ぎこちないけれど、こう、はにかむような感じの、良い笑顔。
かわいい。
すごく、かわいい。
いや緋那はなにをしなくても僕にとって最高なんだけど。なんていうかこう。
そう、あれだ。
生きてて良かった。
「……………」
「ベ、ベム! なんで倒れるんだ! っていうかお前熱ひどい……っ、い、いいか! 運ぶぞ! 部屋はいるからな!」
今まで探していたもろもろの答えを得た気すらするその瞬間、なんだかいろんな何がきれた気がした。
色々とまくしたててくれた言葉も、連日の睡眠不足の身には届かない。
ただ、ひょいと僕をかかえあげる緋那が、とても男前で。
やっぱりなんだか。ときめいた。
ときめいてときめいて、仕方なかったのだけれども。
心臓がばくばくといってたのは、それだけが理由ではなかったらしい。
目が覚めて、自室のベッドの上。ふうと息をつく、前に。隣のメーが大きく息をついた。
「…お前、最近食う量減ってたからな」
「胸がいっぱいで」
「……で、その上寝てなかったわけ? そりゃ風邪の一つも寄ってくるよ」
「僕が重傷なのは、違う病な気もするけどね」
「自分でいうなよ」
呆れた口調でそう言って、メーがこちらに投げてくるのはしぼられ良く冷えたタオル。
冷たい。気持ちいい。逆に、身体はだるい。
ずるずるとベットに沈むと、少し楽。そのまま目を閉じて寝てしまうのが正解と思ったけれど、その前に。
「…緋那。どうしてた?」
「納得してた」
尋ねると、なんだか重々しい―――同情でもするような声を出された。
なんなんだ。一体。
そもそも、納得ってなんだ。
問いを重ねるために身体を起こせば、やっぱり同情のまなざしでメ―が言う。
「そうか、体調悪いから。色々とおかしかったんだな。って。納得してたよ」
「…………ええー」
いや。僕がおかしいのは。そういうことではなく。熱いのは。
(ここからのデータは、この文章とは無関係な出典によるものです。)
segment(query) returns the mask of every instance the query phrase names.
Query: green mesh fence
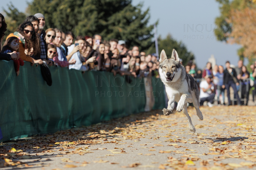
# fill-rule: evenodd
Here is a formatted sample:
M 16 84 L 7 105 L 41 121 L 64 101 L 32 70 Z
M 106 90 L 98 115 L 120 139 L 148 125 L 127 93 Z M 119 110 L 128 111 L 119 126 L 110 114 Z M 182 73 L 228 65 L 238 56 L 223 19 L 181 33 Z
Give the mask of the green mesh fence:
M 13 61 L 0 60 L 0 127 L 3 137 L 0 142 L 144 111 L 143 79 L 130 77 L 132 81 L 129 84 L 124 77 L 114 77 L 109 72 L 82 74 L 51 67 L 52 85 L 49 86 L 43 79 L 40 67 L 24 62 L 17 77 Z M 153 92 L 154 109 L 162 109 L 164 106 L 163 86 L 154 78 L 152 84 L 153 90 L 158 91 Z

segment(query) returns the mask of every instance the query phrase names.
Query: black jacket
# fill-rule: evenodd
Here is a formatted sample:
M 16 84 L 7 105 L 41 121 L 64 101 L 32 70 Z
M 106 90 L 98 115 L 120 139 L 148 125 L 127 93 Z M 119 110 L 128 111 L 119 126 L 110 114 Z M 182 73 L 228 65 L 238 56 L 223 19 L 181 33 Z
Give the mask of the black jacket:
M 0 53 L 0 60 L 9 61 L 11 59 L 11 54 Z
M 232 68 L 232 72 L 231 72 L 231 74 L 232 74 L 236 80 L 236 82 L 238 82 L 238 79 L 236 77 L 236 70 Z M 232 81 L 234 83 L 235 82 L 234 82 L 234 80 L 232 76 L 230 75 L 230 74 L 228 72 L 228 71 L 226 68 L 224 72 L 224 75 L 223 77 L 223 84 L 227 84 L 230 81 Z

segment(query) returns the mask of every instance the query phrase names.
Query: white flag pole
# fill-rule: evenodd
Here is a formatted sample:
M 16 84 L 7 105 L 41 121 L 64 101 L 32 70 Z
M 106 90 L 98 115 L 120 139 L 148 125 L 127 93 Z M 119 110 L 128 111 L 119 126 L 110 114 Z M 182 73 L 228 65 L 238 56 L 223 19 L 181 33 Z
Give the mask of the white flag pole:
M 156 54 L 157 60 L 159 58 L 158 55 L 158 43 L 157 42 L 157 35 L 156 34 L 156 24 L 154 24 L 154 37 L 155 38 L 155 45 L 156 46 Z

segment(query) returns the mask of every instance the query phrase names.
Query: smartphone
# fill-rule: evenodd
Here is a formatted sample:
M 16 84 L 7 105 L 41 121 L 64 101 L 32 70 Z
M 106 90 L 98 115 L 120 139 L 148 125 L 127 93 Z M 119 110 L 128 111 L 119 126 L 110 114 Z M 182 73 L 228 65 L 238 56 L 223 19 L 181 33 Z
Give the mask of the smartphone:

別の理由であり。
自分で言っていて悲しい気持ちになってくる、もろもろの理由なんだけど。
つまり、つまり……
「じゃあ僕はこれからもああいう目にあうの」
「嫌なら嫌っていえばいいだろう」
「嫌では、ないよ」
「は? …ああ…、あー。色々わかったけどさ。…ならやっぱこらえるか納得してもらうかどっちかしなきゃダメだろ」
呆れたようなメーをみていると、胸の内から言葉が生まれる。ふつふつふつふつ、湧き上がる。
「へたれに諭されるなんて僕はもう駄目かもしれない」
「勝手に人を落として落ち込むなよ! 俺だってたまにはやりかえして、ないことも、…ない?」
「聞くな。いっそ死ね。二人で死ね」
「なあそれ悪口!? それともセクハラ!?」
「考えろ。自分で」
言いたいことを言いきって、今度こそベットに沈む。
そのままぐっすりと眠り、夢もみない眠りの後で。
おかゆ片手に見舞ってくれた彼女は、悩みが晴れたような顔をしていて。
ああ、まだまだ続くんだな、と。
ああ、でもまあいいか、と。
病と関係ない熱は、やっぱり胸とかにとどまった。